Alternatives and detailed information of fuzzcover

About

Fuzzcover is a set of utilities to use libFuzzer to generate tests to achieve a high function coverage of code of your choice. It bases on the ideas presented in the talk Testing Legacy Code - Fuzzing for Better Input Data by Tina Ulbrich and Niel Waldren on Meeting C++ 2019.

While the talk presents the overall framework of how fuzz testing can be used to generate test cases, Fuzzcover aims to automate as many steps as possible.

Preparation

Fuzzcover relies on several tools which can be easily installed on most operating systems:

Clang - we need Clang's source-based code coverage and libFuzzer which are both part of a Clang installation. The binaries llvm-profdata and llvm-cov must be available in your path.
Python - we use Python 3 and several modules for the interactive Fuzzcover suite.
lcov - we use lcov to generate HTML views of your code coverage. The binary genhtml must be found in your path.

To use the interactive Fuzzcover suite, you need to install the dependencies via:

make fuzzcover_suite
source venv/bin/activate

In the following, we assume all tools are installed and the virtual environment is sourced.

Notes on AppleClang

The default AppleClang provided by Xcode does not work as it does not contain libFuzzer.

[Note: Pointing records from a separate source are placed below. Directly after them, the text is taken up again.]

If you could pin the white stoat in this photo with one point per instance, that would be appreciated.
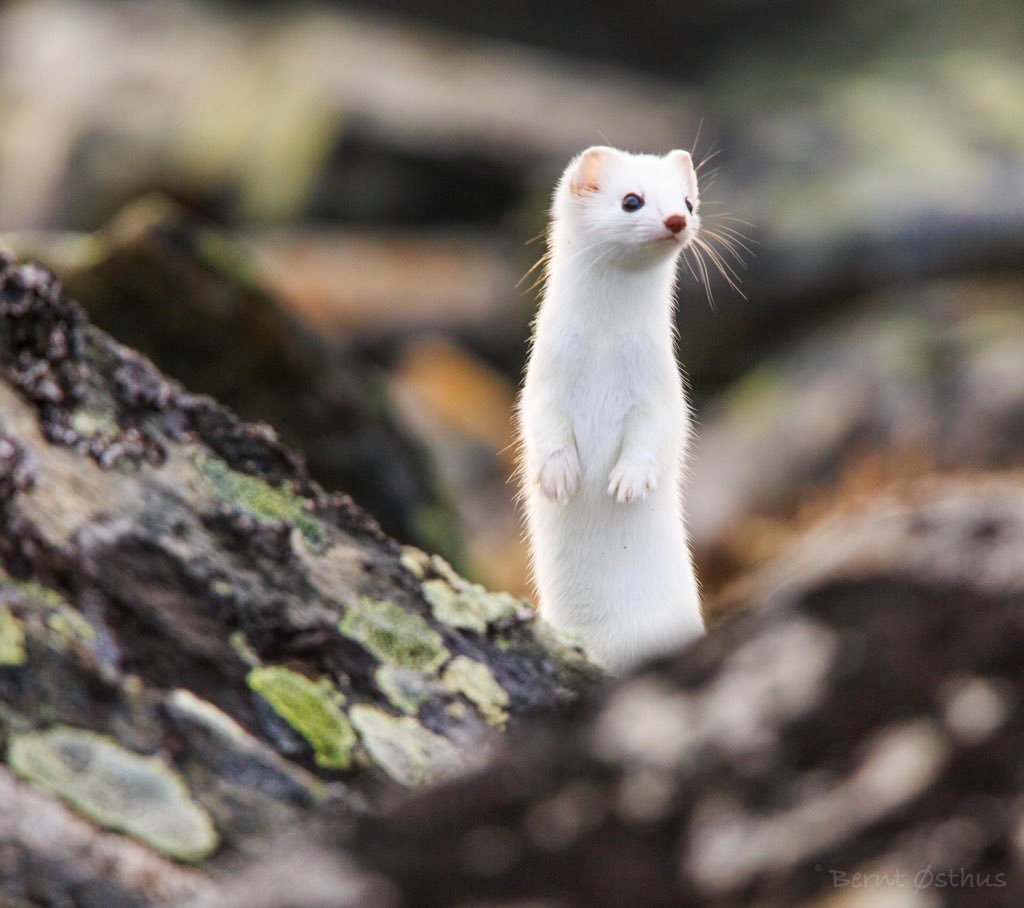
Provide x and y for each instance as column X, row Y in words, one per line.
column 603, row 417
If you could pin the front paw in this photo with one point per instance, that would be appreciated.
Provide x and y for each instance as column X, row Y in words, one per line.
column 631, row 482
column 559, row 475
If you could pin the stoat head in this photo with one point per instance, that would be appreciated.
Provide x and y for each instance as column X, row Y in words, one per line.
column 641, row 206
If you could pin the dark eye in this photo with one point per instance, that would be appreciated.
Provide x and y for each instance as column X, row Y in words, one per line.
column 632, row 203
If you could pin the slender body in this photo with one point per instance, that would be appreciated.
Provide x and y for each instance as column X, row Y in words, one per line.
column 603, row 418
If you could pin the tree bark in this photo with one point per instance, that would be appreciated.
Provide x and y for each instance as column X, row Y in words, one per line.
column 854, row 737
column 198, row 643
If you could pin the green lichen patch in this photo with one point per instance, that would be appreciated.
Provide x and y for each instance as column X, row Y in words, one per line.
column 476, row 683
column 94, row 425
column 312, row 708
column 394, row 636
column 468, row 606
column 260, row 500
column 37, row 593
column 416, row 561
column 11, row 639
column 404, row 689
column 116, row 788
column 406, row 750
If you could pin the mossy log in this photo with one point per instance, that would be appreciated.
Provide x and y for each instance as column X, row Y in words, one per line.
column 197, row 642
column 188, row 298
column 854, row 739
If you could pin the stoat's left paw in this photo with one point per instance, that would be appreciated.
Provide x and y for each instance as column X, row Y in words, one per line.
column 631, row 482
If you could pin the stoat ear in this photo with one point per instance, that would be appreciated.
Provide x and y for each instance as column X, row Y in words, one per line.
column 589, row 169
column 683, row 160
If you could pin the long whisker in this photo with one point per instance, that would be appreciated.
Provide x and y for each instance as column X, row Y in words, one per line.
column 709, row 157
column 721, row 264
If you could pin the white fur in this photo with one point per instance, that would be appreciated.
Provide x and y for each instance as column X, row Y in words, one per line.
column 603, row 416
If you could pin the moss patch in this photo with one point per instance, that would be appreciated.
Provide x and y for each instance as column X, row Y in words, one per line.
column 416, row 561
column 11, row 639
column 312, row 708
column 476, row 683
column 262, row 501
column 468, row 606
column 394, row 636
column 404, row 689
column 116, row 788
column 404, row 749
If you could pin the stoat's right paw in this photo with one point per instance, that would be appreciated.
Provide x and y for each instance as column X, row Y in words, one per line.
column 559, row 475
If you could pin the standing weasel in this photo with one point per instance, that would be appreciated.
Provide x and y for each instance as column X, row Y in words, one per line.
column 603, row 417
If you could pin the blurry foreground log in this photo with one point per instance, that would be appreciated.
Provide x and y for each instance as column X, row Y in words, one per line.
column 197, row 642
column 855, row 740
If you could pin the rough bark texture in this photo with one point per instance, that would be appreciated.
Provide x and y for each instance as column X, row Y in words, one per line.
column 198, row 644
column 186, row 297
column 864, row 719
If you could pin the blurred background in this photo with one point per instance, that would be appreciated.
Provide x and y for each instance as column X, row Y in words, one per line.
column 320, row 214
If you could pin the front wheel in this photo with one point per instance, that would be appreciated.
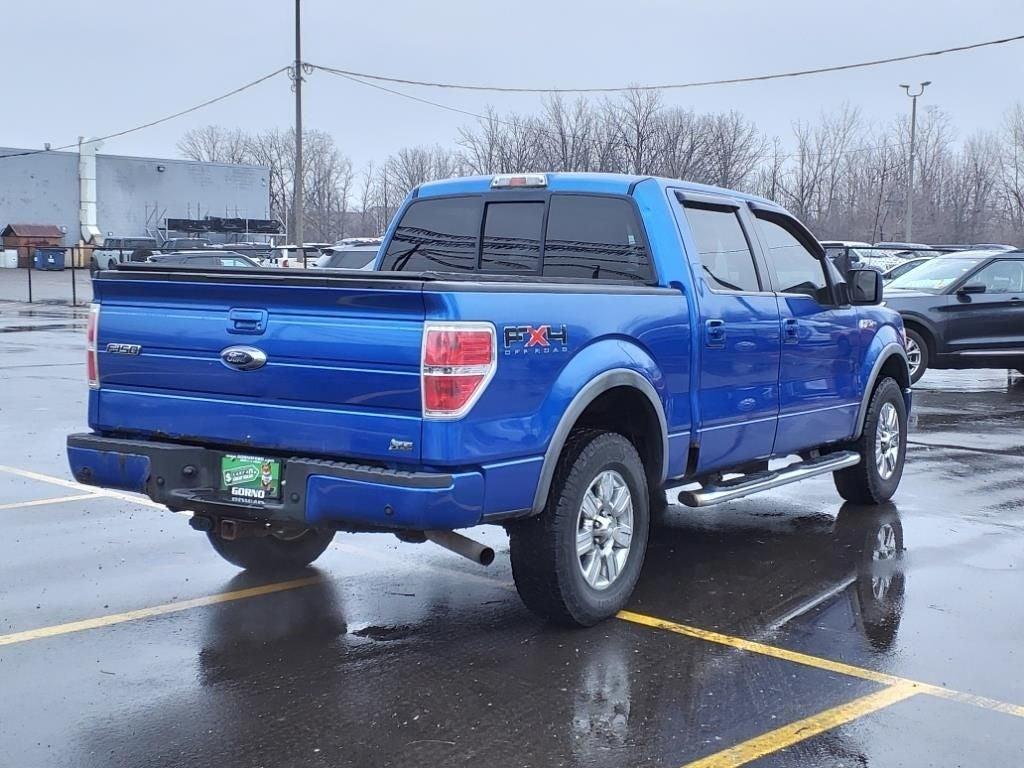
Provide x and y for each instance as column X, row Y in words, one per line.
column 274, row 552
column 882, row 446
column 916, row 355
column 578, row 561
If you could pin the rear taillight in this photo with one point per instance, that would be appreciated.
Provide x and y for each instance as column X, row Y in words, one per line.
column 458, row 363
column 91, row 358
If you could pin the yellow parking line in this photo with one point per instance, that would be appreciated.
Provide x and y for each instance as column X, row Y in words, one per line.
column 44, row 502
column 818, row 663
column 157, row 610
column 761, row 648
column 801, row 730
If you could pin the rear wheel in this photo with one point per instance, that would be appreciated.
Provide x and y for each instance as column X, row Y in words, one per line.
column 274, row 552
column 882, row 446
column 578, row 561
column 916, row 354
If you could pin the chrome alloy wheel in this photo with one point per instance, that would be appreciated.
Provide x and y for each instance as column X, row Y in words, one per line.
column 912, row 355
column 887, row 441
column 604, row 529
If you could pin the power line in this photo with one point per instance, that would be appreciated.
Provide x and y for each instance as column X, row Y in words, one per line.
column 674, row 86
column 571, row 136
column 152, row 123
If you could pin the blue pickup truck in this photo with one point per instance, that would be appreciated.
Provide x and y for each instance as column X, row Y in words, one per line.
column 549, row 352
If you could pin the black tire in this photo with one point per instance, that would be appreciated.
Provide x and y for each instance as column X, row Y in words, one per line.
column 272, row 554
column 919, row 340
column 545, row 560
column 863, row 483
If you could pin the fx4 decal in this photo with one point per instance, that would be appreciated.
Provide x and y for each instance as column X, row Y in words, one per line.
column 536, row 339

In that case, you will get a linker error such as

ld: file not found: /Applications/Xcode.app/Contents/Developer/Toolchains/XcodeDefault.xctoolchain/usr/lib/clang/12.0.5/lib/darwin/libclang_rt.fuzzer_osx.a
clang: error: linker command failed with exit code 1 (use -v to see invocation)

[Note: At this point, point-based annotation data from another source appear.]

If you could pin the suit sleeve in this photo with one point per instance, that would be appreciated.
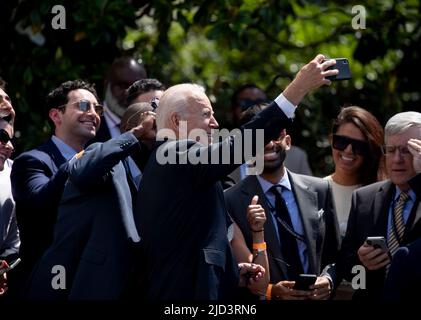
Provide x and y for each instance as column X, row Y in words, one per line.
column 33, row 185
column 94, row 165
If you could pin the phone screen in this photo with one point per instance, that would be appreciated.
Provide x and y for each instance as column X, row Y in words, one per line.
column 342, row 65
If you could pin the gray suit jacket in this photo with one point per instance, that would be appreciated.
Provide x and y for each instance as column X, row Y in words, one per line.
column 314, row 201
column 369, row 217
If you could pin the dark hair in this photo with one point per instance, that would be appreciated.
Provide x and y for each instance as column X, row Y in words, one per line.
column 2, row 84
column 60, row 95
column 373, row 168
column 142, row 86
column 236, row 93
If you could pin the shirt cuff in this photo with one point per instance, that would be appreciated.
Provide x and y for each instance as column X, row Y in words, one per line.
column 287, row 107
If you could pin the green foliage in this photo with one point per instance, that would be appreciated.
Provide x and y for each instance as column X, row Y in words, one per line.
column 220, row 44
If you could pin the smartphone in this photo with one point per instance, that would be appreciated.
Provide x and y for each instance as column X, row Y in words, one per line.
column 304, row 281
column 377, row 242
column 342, row 65
column 10, row 267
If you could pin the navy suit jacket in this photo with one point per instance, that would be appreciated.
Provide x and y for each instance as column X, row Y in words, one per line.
column 90, row 240
column 369, row 217
column 38, row 177
column 318, row 216
column 183, row 218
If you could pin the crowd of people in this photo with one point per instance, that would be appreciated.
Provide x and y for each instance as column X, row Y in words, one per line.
column 96, row 213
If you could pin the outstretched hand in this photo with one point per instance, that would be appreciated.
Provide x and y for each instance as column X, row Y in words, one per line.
column 250, row 273
column 310, row 77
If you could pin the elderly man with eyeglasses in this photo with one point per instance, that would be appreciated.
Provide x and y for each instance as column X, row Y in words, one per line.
column 39, row 175
column 389, row 209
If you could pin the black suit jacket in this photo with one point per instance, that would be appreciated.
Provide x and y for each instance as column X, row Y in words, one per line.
column 404, row 277
column 90, row 240
column 369, row 217
column 184, row 221
column 38, row 177
column 314, row 201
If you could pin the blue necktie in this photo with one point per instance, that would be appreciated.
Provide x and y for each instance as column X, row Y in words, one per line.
column 289, row 247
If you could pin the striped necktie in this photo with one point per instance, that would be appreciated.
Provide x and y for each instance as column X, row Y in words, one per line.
column 397, row 227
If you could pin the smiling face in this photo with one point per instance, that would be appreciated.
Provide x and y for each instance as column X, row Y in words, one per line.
column 347, row 162
column 200, row 116
column 400, row 166
column 74, row 124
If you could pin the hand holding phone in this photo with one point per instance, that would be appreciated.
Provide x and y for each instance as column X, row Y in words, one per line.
column 6, row 268
column 304, row 281
column 342, row 65
column 377, row 242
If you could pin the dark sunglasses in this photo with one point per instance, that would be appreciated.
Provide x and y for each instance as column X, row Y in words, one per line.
column 248, row 103
column 341, row 142
column 85, row 106
column 4, row 136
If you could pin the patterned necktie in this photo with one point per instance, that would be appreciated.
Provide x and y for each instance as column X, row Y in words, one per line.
column 288, row 241
column 397, row 227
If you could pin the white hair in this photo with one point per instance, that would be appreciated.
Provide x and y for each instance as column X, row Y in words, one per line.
column 176, row 99
column 403, row 121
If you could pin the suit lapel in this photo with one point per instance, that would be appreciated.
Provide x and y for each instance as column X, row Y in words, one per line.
column 414, row 219
column 250, row 188
column 308, row 209
column 381, row 205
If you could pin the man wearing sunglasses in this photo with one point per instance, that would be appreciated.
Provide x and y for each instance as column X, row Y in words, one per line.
column 389, row 209
column 39, row 175
column 95, row 233
column 9, row 234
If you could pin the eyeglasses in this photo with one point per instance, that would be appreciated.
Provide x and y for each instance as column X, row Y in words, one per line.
column 85, row 106
column 4, row 136
column 341, row 142
column 390, row 150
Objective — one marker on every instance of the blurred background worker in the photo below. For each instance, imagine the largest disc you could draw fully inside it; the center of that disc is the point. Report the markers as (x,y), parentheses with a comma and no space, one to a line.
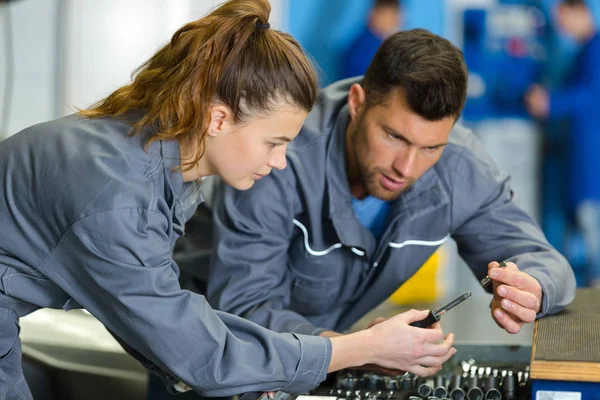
(577,100)
(384,19)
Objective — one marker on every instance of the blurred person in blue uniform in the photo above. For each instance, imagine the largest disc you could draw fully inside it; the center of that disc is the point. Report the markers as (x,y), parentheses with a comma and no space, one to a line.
(577,100)
(384,19)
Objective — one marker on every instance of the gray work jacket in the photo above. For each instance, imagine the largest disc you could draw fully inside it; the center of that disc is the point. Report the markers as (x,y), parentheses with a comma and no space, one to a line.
(291,254)
(89,218)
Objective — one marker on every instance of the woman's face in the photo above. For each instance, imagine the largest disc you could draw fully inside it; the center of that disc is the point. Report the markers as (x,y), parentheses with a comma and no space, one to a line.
(243,153)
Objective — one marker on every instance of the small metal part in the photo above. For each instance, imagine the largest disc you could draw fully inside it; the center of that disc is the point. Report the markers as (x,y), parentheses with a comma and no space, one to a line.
(475,393)
(509,387)
(493,394)
(425,390)
(442,310)
(455,382)
(457,394)
(440,392)
(485,282)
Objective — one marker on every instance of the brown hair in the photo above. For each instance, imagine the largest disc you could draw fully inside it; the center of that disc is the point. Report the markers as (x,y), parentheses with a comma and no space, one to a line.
(230,56)
(429,68)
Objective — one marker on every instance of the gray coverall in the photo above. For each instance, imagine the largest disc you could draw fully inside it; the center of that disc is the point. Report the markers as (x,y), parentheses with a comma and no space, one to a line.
(88,218)
(291,255)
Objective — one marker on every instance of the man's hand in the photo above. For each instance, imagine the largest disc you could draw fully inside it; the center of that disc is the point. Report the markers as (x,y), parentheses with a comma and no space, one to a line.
(407,348)
(537,102)
(517,296)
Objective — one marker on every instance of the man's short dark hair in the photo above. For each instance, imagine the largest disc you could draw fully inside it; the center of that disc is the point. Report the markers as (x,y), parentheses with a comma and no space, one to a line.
(429,68)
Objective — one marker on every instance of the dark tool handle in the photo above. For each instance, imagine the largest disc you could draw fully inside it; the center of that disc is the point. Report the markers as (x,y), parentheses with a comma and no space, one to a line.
(427,322)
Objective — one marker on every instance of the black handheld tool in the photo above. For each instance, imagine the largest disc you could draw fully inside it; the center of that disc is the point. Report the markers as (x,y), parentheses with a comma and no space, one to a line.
(435,314)
(485,282)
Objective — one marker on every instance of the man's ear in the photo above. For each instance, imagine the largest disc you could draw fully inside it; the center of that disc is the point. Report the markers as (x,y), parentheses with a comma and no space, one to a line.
(356,100)
(220,116)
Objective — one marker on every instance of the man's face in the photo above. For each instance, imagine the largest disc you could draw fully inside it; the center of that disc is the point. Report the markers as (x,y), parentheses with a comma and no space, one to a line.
(390,145)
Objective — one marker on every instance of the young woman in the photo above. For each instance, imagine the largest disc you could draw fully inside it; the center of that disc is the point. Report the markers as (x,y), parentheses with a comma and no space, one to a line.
(91,205)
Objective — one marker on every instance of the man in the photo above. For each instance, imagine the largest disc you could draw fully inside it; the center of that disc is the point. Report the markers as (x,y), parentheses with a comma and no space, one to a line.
(578,101)
(378,178)
(384,19)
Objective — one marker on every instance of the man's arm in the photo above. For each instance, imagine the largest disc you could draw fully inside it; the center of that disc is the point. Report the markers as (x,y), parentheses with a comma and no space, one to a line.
(249,272)
(489,226)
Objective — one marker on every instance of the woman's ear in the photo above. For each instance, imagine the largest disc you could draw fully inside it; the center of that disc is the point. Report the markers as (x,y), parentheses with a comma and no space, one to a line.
(356,100)
(220,116)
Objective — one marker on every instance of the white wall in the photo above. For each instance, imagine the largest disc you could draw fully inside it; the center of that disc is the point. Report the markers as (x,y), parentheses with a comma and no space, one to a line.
(106,40)
(72,53)
(34,40)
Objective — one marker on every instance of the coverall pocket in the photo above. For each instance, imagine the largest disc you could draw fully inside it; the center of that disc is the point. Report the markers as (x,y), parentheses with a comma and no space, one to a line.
(312,295)
(32,287)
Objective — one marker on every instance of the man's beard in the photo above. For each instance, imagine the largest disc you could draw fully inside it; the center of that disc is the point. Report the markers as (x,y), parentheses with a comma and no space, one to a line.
(372,181)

You need to install Clang via Homebrew, add it to your path, and tell CMake to use it:

brew install llvm
export PATH=$(brew --prefix llvm)/bin:$PATH
CXX=clang cmake ..

Process

To generate tests for a function, you need to perform the following steps:

Implement the fuzzcover_interface defined in include/fuzzcover/fuzzcover.hpp:
- choose the test input type (e.g., double, std::string, or any other type from which you can feed the test function)
- choose the test output type (e.g., double, std::string, or any other type the test function returns); this is optional as the return value defaults to bool.
- implement function value_from_bytes which generates a test input from some bytes generated by libFuzzer
- implement function test_function which takes a test input and executes whatever code you want to improve the test coverage for
- call the macro MAKE_MAIN with the name of your class
Compile your code and add libfuzzcover as dependency using target_link_libraries.
Call the interactive tool fuzzcover.py with your compiled binary as parameter.
- Choose "Start fuzzing" from the main menu and confirm the 4 parameters with return to choose the default values.
- Wait 30 seconds until the fuzzing completes.
- In the main menu, you can see the size of the corpus and the coverage.
- Select "Reduce corpus" to delete unnecessary files from the corpus while preserving coverage. This may take a while.
- Select "Dump corpus" to show all generated inputs.
- Select "Show coverage" to open a browser showing the coverage of your code.
- Select "Save corpus to JSON file" to store the test suite.
The test suite can now be called with --check from your compiled binary. It will read the generated JSON file and check if every input generates the expected output.

Tutorial

We will explain the process in detail by looking at iban_fuzz.cpp. Assume iban.hpp contains code to validate International Bank Account Numbers (IBAN) in function bool is_iban(const std::string &ibanstring) and we want to generate tests for this function without even looking at the source code.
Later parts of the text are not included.